In Preparation For The Shocks Of A Changing Climate
There’s no escaping the topic of climate change these days – and nor should there be. Discussing such a severe existential threat is a must if we’re to adapt to and mitigate the effects of global warming, protecting both the natural environment and our way of life.
What is now widely accepted by experts all over the world is that the changing climate will bring with it more extreme and more frequent severe weather conditions, although these will vary from country to country… which means that each individual nation and potentially each individual region within that nation will need to find their own specific solutions to the crisis.
In England, more extreme weather events are already being seen more often, with parts of the country seeing both drought and flooding simultaneously. We also saw the driest February in 30 years this year, with the wettest March in 40 years hot on its heels… proof positive that we are no longer able to rely solely on the weather to shore up water supplies.
During its most recent meeting on May 24th, the National Drought Group (NDG) focused on collaboration and how regulators, water companies and the government can work closely together to prepare effectively for the ongoing shocks and erratic weather patterns that we’re likely to see in the future.
Although above average rainfall in April was a welcome relief for a lot of the country, parts of East Anglia and Devon and Cornwall are both still classified as having drought status.
And advice from the Environment Agency now is for water companies to put their drought preparedness plans in order so that they’re ready should drought conditions make a comeback.
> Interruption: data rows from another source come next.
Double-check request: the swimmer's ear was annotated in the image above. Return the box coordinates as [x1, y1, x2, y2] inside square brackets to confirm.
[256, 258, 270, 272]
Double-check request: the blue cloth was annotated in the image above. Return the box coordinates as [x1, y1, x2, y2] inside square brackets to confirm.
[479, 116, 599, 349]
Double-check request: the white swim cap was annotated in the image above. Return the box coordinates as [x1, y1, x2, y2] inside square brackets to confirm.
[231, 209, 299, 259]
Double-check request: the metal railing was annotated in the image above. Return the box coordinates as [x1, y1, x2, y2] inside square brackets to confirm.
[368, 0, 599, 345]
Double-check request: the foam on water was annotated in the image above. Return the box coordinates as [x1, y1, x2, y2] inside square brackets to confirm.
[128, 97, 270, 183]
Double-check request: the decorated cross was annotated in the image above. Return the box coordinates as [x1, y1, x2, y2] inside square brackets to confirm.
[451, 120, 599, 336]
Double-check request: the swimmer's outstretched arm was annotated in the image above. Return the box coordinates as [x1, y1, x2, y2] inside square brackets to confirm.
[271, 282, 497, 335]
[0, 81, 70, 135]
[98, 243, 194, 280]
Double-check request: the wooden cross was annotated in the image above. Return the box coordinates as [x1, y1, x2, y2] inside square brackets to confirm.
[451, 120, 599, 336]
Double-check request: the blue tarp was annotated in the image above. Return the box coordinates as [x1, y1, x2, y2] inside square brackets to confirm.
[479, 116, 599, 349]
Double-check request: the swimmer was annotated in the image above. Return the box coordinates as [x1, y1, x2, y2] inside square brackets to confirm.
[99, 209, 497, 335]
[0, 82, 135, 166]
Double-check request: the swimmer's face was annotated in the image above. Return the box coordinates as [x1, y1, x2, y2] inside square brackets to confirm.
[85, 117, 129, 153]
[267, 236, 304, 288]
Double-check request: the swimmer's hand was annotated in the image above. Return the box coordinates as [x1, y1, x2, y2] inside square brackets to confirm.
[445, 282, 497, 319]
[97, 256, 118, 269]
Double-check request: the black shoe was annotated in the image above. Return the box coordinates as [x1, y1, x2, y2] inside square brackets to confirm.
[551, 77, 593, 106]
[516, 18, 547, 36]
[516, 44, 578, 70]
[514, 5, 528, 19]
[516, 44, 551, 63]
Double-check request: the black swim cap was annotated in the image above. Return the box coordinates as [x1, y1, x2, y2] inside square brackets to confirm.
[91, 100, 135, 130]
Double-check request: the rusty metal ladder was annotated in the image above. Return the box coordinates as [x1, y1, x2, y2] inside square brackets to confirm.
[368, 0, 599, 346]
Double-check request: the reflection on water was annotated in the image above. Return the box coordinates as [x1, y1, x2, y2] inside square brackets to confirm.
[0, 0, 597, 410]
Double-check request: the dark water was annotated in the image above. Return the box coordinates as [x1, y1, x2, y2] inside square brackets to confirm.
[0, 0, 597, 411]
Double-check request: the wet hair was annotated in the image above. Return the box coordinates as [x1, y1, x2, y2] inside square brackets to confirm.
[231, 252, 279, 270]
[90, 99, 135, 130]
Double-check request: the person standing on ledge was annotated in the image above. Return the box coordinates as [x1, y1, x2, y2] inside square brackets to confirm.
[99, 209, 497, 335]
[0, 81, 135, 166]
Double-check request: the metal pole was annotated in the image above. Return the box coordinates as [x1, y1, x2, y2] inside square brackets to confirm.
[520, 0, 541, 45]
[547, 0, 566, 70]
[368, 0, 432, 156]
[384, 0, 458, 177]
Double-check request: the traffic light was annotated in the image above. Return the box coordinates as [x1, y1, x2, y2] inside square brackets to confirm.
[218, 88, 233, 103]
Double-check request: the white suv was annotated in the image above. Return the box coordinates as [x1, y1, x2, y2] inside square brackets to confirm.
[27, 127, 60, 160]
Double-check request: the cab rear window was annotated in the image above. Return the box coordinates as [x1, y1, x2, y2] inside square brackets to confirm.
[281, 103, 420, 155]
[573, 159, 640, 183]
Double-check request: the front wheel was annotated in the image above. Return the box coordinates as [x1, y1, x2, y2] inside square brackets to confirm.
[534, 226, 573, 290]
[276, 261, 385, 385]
The NDG (which is made up of representatives from the government, the Environment Agency, the Met Office, farming and environmental groups and water suppliers) heard during the meeting that collaboration is absolutely key in order to drive environmental improvements and build water resilience so that there is sufficient amounts available for people, wildlife, the environment and agriculture.
John Curtin, NDG chair and chief executive of the Environment Agency, said: “This spring’s wet weather continues to improve water availability. But increasingly extreme climate shocks, such as last summer’s hot and dry spell, can change everything in an instant.
“We need to be better prepared for future climate-driven drought, as well as learn from what we have already experienced.That is why government, regulators, water companies and all water users will continue to work together, using the latest science and best practice, to ensure our water resources are prepared for more extreme events in the future.”
Back in May, the NDG issued a statement saying that it is now preparing itself for the worst case scenario of hot and dry conditions come the summertime.
Action is now being taken to manage water resources appropriately to help reduce drought risks, while water companies must now work to reduce water leak rates across their regions, as well as reducing water consumption and improving drought resilience.